La carica è gratuita.
Art. 12 – Libri Verbali
I verbali delle deliberazioni del Consiglio e dei Comitati devono essere trascritti su apposito registro in ordine cronologico e sottoscritti dal Presidente del Consiglio o del Comitato e dal Segretario.
I verbali dell’organo esercitante il controllo legale dei conti, devono essere trascritti su apposito registro.
Art. 13 – Bilanci e Avanzi di gestione
Gli esercizi della fondazione chiudono il 31 dicembre di ogni anno e il Consiglio di Amministrazione annualmente redige il bilancio e il rendiconto annuale.
È vietata la distribuzione, anche indiretta e/o in natura, di utili ed avanzi di gestione, di fondi e riserve comunque denominate a fondatori, lavoratori e collaboratori, amministratori ed altri componenti degli organi sociali, anche nel caso di recesso o di ogni altra ipotesi di estinzione o scioglimento.
La Fondazione ha l’obbligo di impiegare gli utili o gli avanzi di gestione per la realizzazione delle attività istituzionali di interesse generale e di quelle ad esse direttamente connesse, purché nel rispetto dei criteri e limiti di secondarietà e strumentalità previste ai sensi dell’art. 6 comma 1 D.lgs. 3/7/2017 n. 117.
Art. 14 – Estinzione
In caso di estinzione o scioglimento, il patrimonio residuo della Fondazione verrà devoluto ad altro ente del Terzo settore operante in analogo ambito, preferibilmente nel territorio delle provincie di Cremona e Mantova, su delibera del Consiglio di Amministrazione, previo parere positivo dell’Ufficio di cui all’art. 45 comma 1 D.Lgs 3/7/2017 n. 117 salvo diversa destinazione imposta dalla legge.
Art. 15 – Entrata in vigore
Il presente statuto modifica il precedente approvato con deliberazione del Consiglio di Amministrazione in data 6/11/2010 a ministero dott.

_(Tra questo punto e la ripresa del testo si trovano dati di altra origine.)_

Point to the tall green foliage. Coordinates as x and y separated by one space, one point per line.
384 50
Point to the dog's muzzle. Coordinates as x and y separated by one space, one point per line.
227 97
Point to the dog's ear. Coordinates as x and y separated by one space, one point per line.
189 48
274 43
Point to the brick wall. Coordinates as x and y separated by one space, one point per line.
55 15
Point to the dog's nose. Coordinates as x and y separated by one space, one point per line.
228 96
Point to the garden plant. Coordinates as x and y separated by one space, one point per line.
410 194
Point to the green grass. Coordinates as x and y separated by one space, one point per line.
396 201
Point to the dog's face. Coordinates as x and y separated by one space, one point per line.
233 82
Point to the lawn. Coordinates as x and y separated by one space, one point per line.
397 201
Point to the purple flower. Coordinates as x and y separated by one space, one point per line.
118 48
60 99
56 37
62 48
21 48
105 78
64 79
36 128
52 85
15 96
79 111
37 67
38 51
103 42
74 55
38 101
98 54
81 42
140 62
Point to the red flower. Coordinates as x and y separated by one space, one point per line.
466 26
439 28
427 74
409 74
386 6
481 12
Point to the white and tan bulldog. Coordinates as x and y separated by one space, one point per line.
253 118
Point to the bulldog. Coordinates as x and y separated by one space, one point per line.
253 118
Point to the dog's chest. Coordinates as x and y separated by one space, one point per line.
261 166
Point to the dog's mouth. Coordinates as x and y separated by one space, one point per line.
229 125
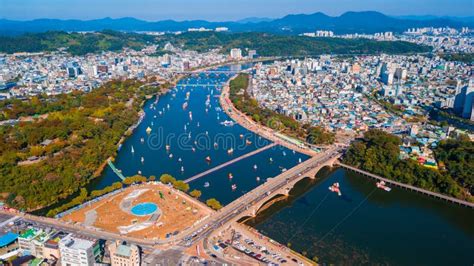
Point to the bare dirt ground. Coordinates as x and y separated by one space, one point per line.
178 212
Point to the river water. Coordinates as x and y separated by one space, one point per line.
368 225
364 226
172 125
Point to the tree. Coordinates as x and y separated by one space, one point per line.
167 179
195 193
213 204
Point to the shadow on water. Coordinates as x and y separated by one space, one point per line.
296 194
368 225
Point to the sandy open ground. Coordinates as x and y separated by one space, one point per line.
178 212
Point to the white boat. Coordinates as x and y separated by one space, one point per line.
335 188
382 185
227 123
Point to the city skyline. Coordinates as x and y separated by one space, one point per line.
214 10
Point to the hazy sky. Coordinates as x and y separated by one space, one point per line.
218 10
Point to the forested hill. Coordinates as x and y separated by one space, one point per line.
284 45
265 44
378 152
75 43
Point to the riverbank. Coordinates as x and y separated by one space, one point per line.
255 127
367 224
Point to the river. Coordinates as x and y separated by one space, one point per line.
368 225
173 125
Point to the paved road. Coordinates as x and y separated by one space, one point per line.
243 203
229 162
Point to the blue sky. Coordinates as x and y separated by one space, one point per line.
218 10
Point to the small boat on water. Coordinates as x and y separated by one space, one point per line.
335 188
227 123
382 185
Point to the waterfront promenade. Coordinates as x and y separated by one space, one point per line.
258 129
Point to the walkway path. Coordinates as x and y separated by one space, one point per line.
229 162
423 191
251 125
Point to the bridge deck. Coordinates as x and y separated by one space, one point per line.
229 162
395 183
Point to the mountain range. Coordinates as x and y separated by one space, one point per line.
349 22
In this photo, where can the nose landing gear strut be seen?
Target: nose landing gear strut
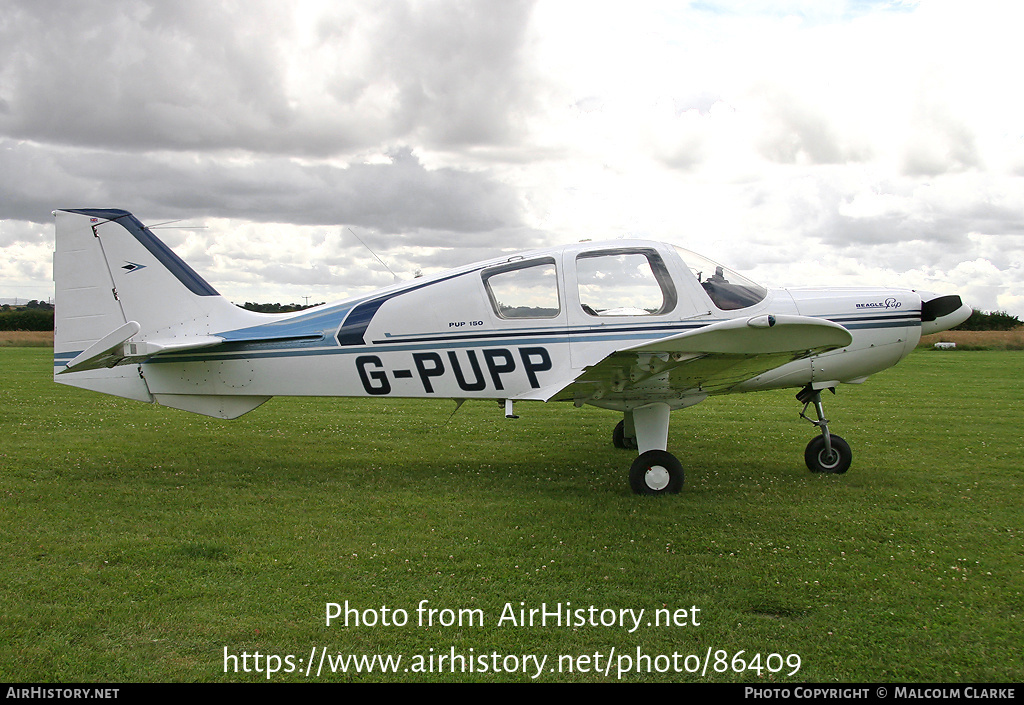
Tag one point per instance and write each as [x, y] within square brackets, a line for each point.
[825, 453]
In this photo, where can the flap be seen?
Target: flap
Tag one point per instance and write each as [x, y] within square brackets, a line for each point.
[709, 360]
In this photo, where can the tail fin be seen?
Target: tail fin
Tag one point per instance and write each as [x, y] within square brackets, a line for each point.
[116, 282]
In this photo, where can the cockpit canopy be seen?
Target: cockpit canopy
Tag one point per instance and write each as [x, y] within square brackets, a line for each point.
[727, 289]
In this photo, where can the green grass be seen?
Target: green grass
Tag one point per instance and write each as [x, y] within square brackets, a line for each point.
[139, 541]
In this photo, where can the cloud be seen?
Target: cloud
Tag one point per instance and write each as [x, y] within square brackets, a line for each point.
[321, 81]
[397, 196]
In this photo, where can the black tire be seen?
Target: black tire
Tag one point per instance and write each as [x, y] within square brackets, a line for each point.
[619, 438]
[656, 472]
[818, 461]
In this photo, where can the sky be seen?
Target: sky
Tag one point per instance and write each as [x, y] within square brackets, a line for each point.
[802, 142]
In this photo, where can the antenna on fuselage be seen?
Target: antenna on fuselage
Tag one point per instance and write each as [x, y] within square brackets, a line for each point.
[374, 254]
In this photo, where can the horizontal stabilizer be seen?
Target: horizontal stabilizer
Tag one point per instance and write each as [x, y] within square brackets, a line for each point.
[115, 348]
[107, 351]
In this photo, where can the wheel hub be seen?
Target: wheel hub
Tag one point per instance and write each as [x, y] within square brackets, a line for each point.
[656, 478]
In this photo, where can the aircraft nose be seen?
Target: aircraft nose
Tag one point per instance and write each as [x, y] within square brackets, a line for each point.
[942, 313]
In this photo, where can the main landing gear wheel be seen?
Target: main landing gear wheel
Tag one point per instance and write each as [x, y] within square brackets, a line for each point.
[619, 438]
[656, 472]
[819, 460]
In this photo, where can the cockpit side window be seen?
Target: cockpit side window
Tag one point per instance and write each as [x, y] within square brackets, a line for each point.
[625, 282]
[523, 290]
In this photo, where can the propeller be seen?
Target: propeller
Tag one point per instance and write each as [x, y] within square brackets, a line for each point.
[939, 306]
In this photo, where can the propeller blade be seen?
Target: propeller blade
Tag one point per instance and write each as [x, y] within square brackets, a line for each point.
[937, 307]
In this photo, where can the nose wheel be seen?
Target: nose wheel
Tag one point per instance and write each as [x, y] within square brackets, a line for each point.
[825, 453]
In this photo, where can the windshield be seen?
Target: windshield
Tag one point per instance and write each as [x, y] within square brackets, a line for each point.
[727, 289]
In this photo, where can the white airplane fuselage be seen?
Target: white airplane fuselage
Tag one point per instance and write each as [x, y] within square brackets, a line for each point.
[634, 326]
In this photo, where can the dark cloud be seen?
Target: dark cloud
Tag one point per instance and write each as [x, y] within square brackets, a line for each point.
[133, 75]
[391, 198]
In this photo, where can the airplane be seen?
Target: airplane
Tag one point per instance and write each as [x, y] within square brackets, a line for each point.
[637, 327]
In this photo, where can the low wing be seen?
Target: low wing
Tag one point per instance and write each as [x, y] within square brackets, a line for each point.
[706, 361]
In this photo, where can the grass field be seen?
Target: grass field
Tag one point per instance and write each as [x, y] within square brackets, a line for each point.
[142, 542]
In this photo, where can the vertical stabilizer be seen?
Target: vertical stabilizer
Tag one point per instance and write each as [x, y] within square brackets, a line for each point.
[115, 278]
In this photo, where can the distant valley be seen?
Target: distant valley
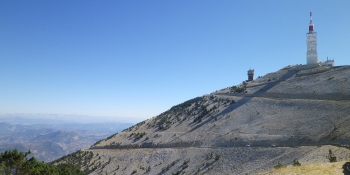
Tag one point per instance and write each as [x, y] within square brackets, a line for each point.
[50, 141]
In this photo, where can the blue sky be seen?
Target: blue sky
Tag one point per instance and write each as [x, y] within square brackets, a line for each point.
[136, 59]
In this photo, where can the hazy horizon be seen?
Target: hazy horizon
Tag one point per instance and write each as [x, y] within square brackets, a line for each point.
[137, 59]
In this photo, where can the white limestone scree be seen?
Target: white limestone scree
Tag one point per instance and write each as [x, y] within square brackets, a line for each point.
[311, 41]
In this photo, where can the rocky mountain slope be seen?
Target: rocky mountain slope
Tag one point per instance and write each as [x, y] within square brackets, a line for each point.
[296, 113]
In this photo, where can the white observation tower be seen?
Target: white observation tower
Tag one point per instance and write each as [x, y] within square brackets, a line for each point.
[311, 54]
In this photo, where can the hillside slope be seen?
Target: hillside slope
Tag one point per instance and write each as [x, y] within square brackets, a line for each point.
[294, 113]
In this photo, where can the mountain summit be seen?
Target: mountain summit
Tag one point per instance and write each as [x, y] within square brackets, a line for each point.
[297, 113]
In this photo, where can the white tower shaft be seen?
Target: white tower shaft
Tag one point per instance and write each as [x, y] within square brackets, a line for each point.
[311, 41]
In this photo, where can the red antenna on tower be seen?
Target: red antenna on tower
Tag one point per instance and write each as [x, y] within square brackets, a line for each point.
[311, 25]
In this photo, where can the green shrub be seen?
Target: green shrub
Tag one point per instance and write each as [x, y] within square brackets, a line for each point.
[331, 157]
[296, 163]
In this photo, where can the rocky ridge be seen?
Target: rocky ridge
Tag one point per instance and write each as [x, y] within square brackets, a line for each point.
[296, 113]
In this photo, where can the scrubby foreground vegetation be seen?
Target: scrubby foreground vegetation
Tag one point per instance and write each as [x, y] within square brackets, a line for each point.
[14, 162]
[294, 116]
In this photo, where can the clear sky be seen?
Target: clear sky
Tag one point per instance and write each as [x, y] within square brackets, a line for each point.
[136, 59]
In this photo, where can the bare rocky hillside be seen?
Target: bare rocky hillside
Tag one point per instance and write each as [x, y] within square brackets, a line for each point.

Augusto Chizzini n. 23913 di repertorio e n. 13893 di raccolta, registrato a Suzzara il 11/11/2010 al n. 3888 serie 1T.
L’efficacia delle modifiche apportate è subordinata alla decorrenza del termine di cui all’art. 104, comma 2 d.lgs. 3/7/2017 n. 117 (codice del Terzo Settore). Allo stesso termine è collegata la cessazione dell’efficacia delle precedenti clausole statutarie incompatibili con la nuova disciplina degli enti del Terzo settore.
Art. 16 – Norme residuali
Per tutto quanto non previsto dal presente statuto valgono, in quanto applicabili, le vigenti disposizioni di legge.